Chi dice: “Sono arrivato dove volevo” è un piccolo uomo perché non è riuscito ad assaporare il gusto dell’utopia, il richiamo di quella terra affascinante proprio perché inesistente. Se si accorge che qualcuno la sta avvistando, gelosissima, l’utopia sposta la sua soglia verso il regno dell’inaccessibile. Si dice che il comunismo sia morto proprio perché credette che l’utopia fosse raggiungibile. Talvolta, commettendo lo stesso errore, catechizziamo i giovani con una frase di Seneca: “Non c’è porto per chi non sa dove va”. Ma i loro occhi ci guardano perplessi. Non vogliono cercare un approdo perché amano vivere. Preferiscono l’immagine del deltaplano perché suggerisce loro la ricerca di una fortunata corrente ascensionale.

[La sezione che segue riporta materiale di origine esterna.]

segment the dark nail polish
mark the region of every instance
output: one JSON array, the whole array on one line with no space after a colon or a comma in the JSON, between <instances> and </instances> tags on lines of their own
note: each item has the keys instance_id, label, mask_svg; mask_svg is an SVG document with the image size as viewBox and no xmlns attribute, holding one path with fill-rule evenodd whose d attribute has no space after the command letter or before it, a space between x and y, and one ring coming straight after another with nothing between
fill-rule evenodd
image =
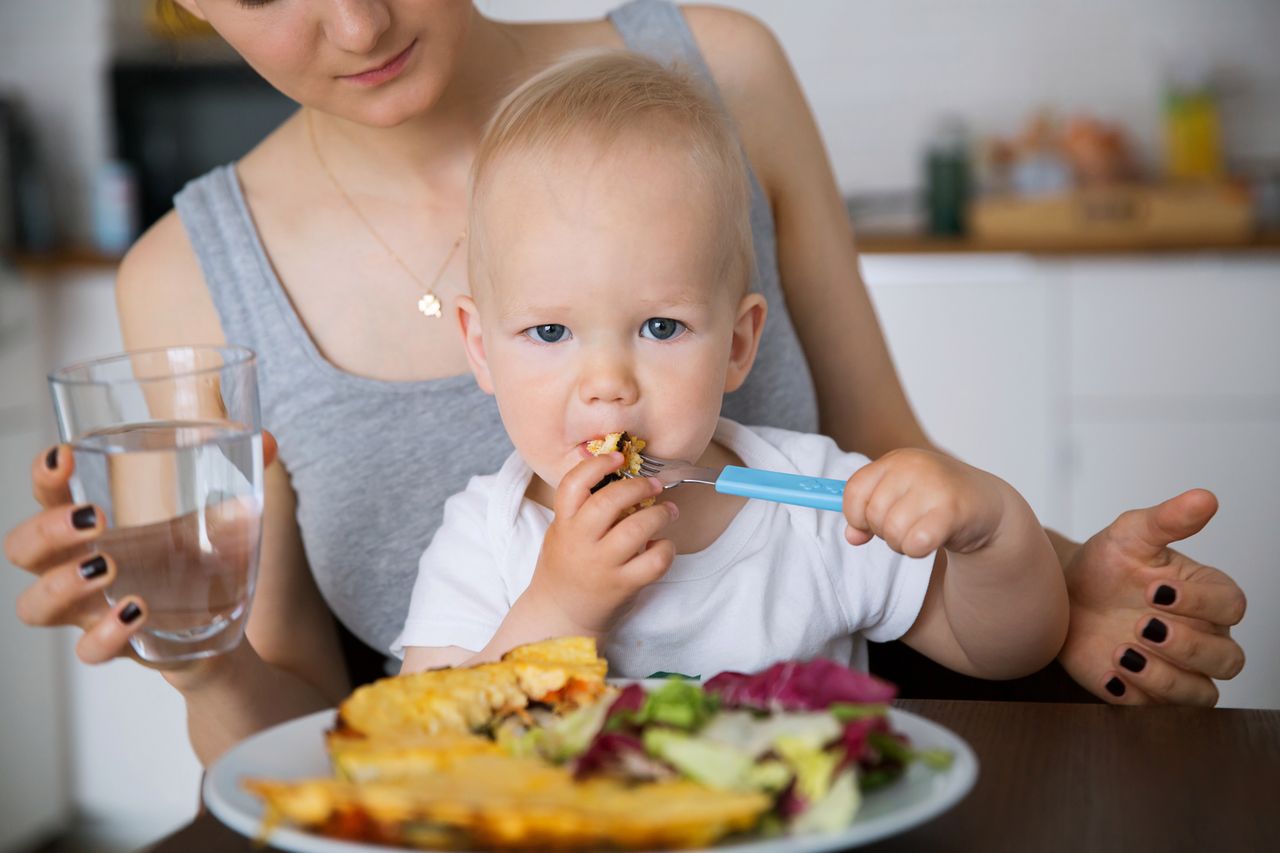
<instances>
[{"instance_id":1,"label":"dark nail polish","mask_svg":"<svg viewBox=\"0 0 1280 853\"><path fill-rule=\"evenodd\" d=\"M1112 696L1123 696L1124 682L1113 676L1111 680L1107 682L1107 692Z\"/></svg>"},{"instance_id":2,"label":"dark nail polish","mask_svg":"<svg viewBox=\"0 0 1280 853\"><path fill-rule=\"evenodd\" d=\"M1142 629L1142 639L1153 643L1163 643L1167 636L1169 636L1169 627L1159 619L1152 619L1147 623L1147 627Z\"/></svg>"},{"instance_id":3,"label":"dark nail polish","mask_svg":"<svg viewBox=\"0 0 1280 853\"><path fill-rule=\"evenodd\" d=\"M130 601L125 605L124 610L120 611L120 621L128 625L133 620L142 615L142 608Z\"/></svg>"},{"instance_id":4,"label":"dark nail polish","mask_svg":"<svg viewBox=\"0 0 1280 853\"><path fill-rule=\"evenodd\" d=\"M57 447L49 448L49 452L45 454L44 467L48 468L50 471L53 471L58 467L58 448Z\"/></svg>"},{"instance_id":5,"label":"dark nail polish","mask_svg":"<svg viewBox=\"0 0 1280 853\"><path fill-rule=\"evenodd\" d=\"M98 511L91 506L82 506L71 513L71 523L76 530L88 530L98 523Z\"/></svg>"},{"instance_id":6,"label":"dark nail polish","mask_svg":"<svg viewBox=\"0 0 1280 853\"><path fill-rule=\"evenodd\" d=\"M107 573L107 561L102 555L91 557L80 564L80 577L87 581L100 578Z\"/></svg>"},{"instance_id":7,"label":"dark nail polish","mask_svg":"<svg viewBox=\"0 0 1280 853\"><path fill-rule=\"evenodd\" d=\"M1160 584L1160 586L1156 587L1156 594L1151 600L1156 604L1159 604L1161 607L1168 607L1170 604L1173 604L1177 598L1178 591L1176 589L1171 586Z\"/></svg>"},{"instance_id":8,"label":"dark nail polish","mask_svg":"<svg viewBox=\"0 0 1280 853\"><path fill-rule=\"evenodd\" d=\"M1120 656L1120 665L1130 672L1142 672L1147 665L1147 659L1133 649L1125 649L1124 654Z\"/></svg>"}]
</instances>

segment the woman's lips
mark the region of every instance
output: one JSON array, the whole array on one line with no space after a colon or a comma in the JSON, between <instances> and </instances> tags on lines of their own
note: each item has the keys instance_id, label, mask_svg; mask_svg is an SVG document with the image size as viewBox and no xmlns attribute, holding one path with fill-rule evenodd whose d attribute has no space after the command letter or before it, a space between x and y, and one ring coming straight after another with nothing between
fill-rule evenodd
<instances>
[{"instance_id":1,"label":"woman's lips","mask_svg":"<svg viewBox=\"0 0 1280 853\"><path fill-rule=\"evenodd\" d=\"M357 86L377 86L385 83L399 76L400 72L404 70L405 65L409 62L409 54L413 52L413 48L417 44L417 39L409 42L408 47L392 57L385 65L379 65L377 68L371 68L368 71L361 71L359 74L347 74L338 79L355 83Z\"/></svg>"}]
</instances>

Al porto non credono neppure gli adulti: sono troppi quelli che non vogliono fare testamento.

Amano sempre e solo sorprendere. Del resto, le grandi dimensioni strategiche, dall’imprenditorialità all’innovazione, al rischio, si rifiutano di disegnare un punto definitivo di arrivo. Chi possiede una barca e la osserva ancorata alla riva immagina solo di riprendere il largo. Non è il porto che stimola: ma il suo rifiuto. Ciro, il nostro fanatico podista dilettante, è un accanito romanista. Segretario dell’Ambasciata d’Italia in Paraguay, ha festeggiato uno scudetto atteso oltre vent’anni facendo sventolare, per un giorno, sul pennone della nostra ambasciata il tricolore con la bandiera della Roma, sotto lo sguardo persino sorridente dell’ambasciatore, uno juventino raffinato (merce sempre più rara). Ma alla cena dei festeggiamenti, in una pizzeria di Asunción, Ciro domandava, proprio a me milanista: “Noi romanisti, l’anno prossimo che cosa vinceremo?”. Nel limoncello del brindisi cercava di leggere i successi del futuro.

Ciro si è appena sposato per la seconda volta. È proprio vero che il matrimonio è come una torre: chi è fuori desidera entrare, chi è dentro desidera uscire. Raggiunto un risultato, il desiderio della ripartenza si fa più intenso. Dante ci racconta che Ulisse, dopo aver raggiunta la sua Itaca, il cui desiderio ha riempito l’intera Odissea, riprenderà la via del mare verso il folle volo. Il vero sogno consiste nel moltiplicare i traguardi all’infinito. Michael Ende conclude così una celebre favola: “Dietro l’orizzonte sorgono sempre nuovi orizzonti. Abbandoniamo il mondo del sogno per ritrovarci in un altro. E mentre ne attraversiamo la frontiera, già si va preparando la successiva. La mia strada mi si dipana davanti. Io non invidio nessuno che abbia raggiunto il proprio obiettivo. Viaggio volentieri”.